We may see the ﬁrst relaxation of attitudes and practices in connection with medical use. Although it may be challenging, because of the lack of hard scientiﬁc evidence for the positive effects, to give ofﬁcial approval to use of herbal marijuana as a medicine, there seems little justiﬁcation for withholding it from dying patients who believe that they derive some beneﬁt. The 1998 U.K. House of Lords Cannabis Report recommended the rescheduling of marijuana on just such compassionate grounds. This view seems to be shared by the public, as shown by opinion polls in Britain and votes in favor of medical marijuana in recent U.S. state elections. Democratic governments can ignore the will of the electorate for only so long.
In Britain, the government has granted a commercial company permission to establish a growing facility to produce medical grade marijuana, and there are plans for large-scale controlled trials of cannabis (using a plant extract given by mouth) in the treatment of MS and chronic pain. Each of these trials will involve several hundred patients and could provide the ﬁrst scientiﬁc evidence for or against the effectiveness of cannabis-based medicines. Other investigators are looking for improved methods for the medical delivery of cannabis. Smoked marijuana may never be approved for long-term use because of the hazards of smoking, but devices that heat and then vaporize the THC or plant material without burning may provide a method of inhaling the drug that avoids the dangerous byproducts of smoke.
Relaxation of the laws on the recreational use of marijuana may happen, but this will take longer. A ﬁrst stage may be grudging tolerance of the drug as a fact of life in our culture, followed by a gradual decriminalization. Many of the anomalies in the laws on marijuana stem from its incorrect original classiﬁcation as a Schedule I narcotic, and the failure to change this when, in 1970, the U.S. Congress passed the Controlled Substances Act. Leo Hollister, a respected academic expert on psychoactive drugs testiﬁed before the U.S. House of Representatives Ways and Means Committee on this Act :
I have been unable to find any scientific colleague who agrees that the scheduling of drugs in the proposed legislation makes any sense, nor have I been able to find anyone who was consulted about the proposed schedules. The unfortunate scheduling which groups together such diverse drugs as heroin, LSD and marihuana perpetuates a fallacy long apparent to our youth. These drugs are not equivalent in pharmacological effects or in the degree of danger that they represent to individuals and to society. On the other hand, the specious criterion of medical use places amphetamines in a much lesser category, which the facts do not support. If such scheduling of drugs is retained in the legislation which is ultimately passed, the law will become a laughing stock.

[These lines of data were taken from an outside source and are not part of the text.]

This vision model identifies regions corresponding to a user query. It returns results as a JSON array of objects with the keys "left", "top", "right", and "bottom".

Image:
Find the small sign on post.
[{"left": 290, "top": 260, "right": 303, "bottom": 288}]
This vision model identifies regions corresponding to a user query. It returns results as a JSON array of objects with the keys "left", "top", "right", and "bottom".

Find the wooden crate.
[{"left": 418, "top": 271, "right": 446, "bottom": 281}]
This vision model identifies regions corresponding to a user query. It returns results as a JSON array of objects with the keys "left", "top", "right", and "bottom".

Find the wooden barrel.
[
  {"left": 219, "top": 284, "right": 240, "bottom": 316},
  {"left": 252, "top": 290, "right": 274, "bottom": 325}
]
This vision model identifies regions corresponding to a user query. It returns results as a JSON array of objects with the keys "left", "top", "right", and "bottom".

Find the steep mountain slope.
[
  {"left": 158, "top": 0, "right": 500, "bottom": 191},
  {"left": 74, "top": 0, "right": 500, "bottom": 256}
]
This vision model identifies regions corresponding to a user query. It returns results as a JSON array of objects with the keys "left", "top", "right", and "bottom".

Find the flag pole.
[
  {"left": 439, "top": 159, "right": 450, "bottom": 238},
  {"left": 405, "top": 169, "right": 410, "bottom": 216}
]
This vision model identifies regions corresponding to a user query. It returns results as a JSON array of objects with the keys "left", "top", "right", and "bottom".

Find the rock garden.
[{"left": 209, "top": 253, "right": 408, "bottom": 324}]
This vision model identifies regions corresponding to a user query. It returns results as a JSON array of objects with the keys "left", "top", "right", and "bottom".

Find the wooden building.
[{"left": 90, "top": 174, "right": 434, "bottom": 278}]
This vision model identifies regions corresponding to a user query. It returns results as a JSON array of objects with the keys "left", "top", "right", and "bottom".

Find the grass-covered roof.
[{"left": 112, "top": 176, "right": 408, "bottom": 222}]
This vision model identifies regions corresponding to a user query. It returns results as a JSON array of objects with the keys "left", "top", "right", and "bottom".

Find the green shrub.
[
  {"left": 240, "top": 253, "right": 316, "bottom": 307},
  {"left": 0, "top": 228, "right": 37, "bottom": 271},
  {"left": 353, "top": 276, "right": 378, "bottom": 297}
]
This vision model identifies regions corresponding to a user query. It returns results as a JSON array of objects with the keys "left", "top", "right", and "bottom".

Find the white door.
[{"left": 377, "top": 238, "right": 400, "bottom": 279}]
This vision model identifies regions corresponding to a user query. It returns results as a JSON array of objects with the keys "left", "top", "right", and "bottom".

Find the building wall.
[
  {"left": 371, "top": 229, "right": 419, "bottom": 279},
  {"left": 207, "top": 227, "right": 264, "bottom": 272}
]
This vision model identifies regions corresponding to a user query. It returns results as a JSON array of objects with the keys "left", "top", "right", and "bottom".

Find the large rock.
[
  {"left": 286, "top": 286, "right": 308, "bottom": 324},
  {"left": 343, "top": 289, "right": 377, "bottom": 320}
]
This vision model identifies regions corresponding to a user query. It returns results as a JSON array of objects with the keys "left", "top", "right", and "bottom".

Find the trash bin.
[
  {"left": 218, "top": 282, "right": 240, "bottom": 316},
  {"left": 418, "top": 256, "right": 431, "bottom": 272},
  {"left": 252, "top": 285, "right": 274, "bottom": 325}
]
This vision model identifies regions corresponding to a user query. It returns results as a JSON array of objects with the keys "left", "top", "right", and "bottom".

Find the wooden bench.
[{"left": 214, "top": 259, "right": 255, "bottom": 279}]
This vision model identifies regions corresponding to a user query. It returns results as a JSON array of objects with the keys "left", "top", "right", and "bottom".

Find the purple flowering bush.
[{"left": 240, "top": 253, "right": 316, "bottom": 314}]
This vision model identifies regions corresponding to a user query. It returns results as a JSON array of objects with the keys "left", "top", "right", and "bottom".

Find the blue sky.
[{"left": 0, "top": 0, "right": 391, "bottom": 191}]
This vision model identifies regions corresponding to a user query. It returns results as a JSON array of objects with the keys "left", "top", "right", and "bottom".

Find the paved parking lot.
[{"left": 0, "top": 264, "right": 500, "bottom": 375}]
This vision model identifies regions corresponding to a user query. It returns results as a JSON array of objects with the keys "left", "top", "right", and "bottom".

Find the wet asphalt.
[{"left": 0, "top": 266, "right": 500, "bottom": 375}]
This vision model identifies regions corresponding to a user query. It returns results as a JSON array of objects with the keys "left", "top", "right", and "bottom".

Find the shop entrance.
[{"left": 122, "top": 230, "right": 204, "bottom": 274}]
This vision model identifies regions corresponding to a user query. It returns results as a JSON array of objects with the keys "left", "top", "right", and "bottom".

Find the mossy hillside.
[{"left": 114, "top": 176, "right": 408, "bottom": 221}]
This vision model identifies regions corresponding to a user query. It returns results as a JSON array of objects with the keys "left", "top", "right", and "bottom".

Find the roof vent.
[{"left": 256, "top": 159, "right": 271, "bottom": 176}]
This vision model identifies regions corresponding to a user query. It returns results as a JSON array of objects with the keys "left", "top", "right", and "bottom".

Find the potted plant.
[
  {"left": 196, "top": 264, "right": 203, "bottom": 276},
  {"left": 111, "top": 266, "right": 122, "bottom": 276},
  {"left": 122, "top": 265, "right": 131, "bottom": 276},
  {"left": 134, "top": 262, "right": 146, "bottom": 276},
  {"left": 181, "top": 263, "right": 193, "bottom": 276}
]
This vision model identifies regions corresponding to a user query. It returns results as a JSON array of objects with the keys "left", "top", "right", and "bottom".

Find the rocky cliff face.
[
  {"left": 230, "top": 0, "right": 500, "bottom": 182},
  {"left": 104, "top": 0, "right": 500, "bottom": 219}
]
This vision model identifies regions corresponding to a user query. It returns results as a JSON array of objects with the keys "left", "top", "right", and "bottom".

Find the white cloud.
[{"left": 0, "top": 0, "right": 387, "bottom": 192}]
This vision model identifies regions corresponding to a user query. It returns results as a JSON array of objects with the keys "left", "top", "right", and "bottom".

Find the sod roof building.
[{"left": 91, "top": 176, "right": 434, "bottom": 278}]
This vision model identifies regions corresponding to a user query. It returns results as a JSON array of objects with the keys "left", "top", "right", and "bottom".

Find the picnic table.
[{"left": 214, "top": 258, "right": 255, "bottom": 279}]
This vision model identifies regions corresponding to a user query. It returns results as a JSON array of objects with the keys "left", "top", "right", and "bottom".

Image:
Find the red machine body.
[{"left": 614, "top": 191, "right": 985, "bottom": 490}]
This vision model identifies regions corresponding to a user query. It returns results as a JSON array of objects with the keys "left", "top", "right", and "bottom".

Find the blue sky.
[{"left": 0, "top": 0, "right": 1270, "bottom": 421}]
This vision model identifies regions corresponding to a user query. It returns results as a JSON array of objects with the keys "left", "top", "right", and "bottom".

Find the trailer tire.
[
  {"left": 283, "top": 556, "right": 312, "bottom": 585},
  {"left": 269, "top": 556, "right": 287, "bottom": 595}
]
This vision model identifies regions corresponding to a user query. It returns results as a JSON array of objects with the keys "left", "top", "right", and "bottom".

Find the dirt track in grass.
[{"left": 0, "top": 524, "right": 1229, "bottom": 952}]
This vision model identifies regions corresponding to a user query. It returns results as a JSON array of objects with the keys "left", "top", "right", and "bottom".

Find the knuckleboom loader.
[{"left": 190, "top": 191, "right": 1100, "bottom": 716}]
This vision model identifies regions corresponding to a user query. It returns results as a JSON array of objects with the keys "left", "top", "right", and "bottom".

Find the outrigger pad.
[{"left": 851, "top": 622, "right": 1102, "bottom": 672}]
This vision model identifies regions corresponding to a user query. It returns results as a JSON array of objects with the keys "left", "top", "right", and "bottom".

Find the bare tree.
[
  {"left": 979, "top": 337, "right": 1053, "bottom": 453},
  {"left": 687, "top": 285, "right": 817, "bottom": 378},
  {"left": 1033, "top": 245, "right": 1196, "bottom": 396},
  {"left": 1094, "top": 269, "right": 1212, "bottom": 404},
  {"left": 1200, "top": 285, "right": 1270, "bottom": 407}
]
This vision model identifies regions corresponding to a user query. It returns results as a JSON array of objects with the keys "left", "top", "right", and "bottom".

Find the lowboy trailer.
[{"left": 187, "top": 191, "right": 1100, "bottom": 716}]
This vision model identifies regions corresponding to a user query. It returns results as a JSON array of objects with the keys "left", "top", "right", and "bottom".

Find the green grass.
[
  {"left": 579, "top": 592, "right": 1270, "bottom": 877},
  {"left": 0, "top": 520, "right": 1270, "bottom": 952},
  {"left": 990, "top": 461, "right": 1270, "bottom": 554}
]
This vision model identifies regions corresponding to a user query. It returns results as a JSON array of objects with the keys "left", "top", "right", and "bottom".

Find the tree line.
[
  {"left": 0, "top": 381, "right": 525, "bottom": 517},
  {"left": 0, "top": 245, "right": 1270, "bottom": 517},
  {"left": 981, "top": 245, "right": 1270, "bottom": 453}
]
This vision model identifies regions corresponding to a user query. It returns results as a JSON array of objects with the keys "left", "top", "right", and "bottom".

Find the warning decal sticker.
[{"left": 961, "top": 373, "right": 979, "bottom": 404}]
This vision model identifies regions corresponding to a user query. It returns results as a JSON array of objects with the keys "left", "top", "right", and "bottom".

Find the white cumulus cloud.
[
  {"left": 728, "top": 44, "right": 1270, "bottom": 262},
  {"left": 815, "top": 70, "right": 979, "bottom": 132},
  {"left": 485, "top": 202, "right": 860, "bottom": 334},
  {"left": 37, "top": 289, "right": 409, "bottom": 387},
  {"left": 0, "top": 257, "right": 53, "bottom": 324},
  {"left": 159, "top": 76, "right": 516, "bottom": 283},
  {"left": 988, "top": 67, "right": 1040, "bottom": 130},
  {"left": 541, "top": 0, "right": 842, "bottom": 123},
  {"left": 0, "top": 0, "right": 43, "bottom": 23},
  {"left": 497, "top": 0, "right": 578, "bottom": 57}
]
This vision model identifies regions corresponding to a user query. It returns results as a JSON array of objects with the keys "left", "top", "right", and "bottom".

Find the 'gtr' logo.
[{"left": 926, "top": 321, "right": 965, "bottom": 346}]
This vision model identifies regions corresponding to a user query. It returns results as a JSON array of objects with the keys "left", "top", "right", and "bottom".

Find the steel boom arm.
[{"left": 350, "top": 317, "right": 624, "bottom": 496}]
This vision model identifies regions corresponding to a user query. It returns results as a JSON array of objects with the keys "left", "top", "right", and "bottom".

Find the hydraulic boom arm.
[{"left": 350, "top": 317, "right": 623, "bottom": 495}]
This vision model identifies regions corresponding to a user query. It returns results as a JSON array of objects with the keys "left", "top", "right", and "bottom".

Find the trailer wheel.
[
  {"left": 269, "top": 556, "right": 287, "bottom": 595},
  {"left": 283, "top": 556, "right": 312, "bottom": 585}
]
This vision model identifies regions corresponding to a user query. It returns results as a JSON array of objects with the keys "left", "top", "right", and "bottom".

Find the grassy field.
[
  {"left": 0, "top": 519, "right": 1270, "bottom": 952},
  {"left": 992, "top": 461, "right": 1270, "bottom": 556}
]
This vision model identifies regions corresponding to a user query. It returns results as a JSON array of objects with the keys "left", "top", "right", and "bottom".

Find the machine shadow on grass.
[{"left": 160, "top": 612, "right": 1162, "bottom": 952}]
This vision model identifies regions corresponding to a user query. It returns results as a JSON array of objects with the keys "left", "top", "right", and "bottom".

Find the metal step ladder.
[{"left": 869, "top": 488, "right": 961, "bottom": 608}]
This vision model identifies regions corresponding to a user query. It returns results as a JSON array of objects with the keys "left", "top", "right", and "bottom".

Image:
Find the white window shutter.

He was right. The scheduling was retained in the law, and the young have largely ignored it.
I am not in favor of a complete relaxation of the laws on cannabis use. Society has been damaged badly by the health hazards of tobacco and alcohol, so the fact that marijuana may be no worse is scarcely a reason to make it freely available. In particular, the potential risks of lung cancer associated with smoked marijuana give me serious cause for concern. I believe, though, that the penalties currently meted out for the illegal personal or medical use of cannabis are not commensurate with the seriousness of the offence. There is a case for relaxing some of the current criminal restrictions on cannabis use, but not for outright legalization. Although many people have decided to ignore our present laws, the topic of marijuana is almost taboo. When polititicans discuss it at all, they only reiterate the platitudes of the past. Is it not about time that these questions were debated openly?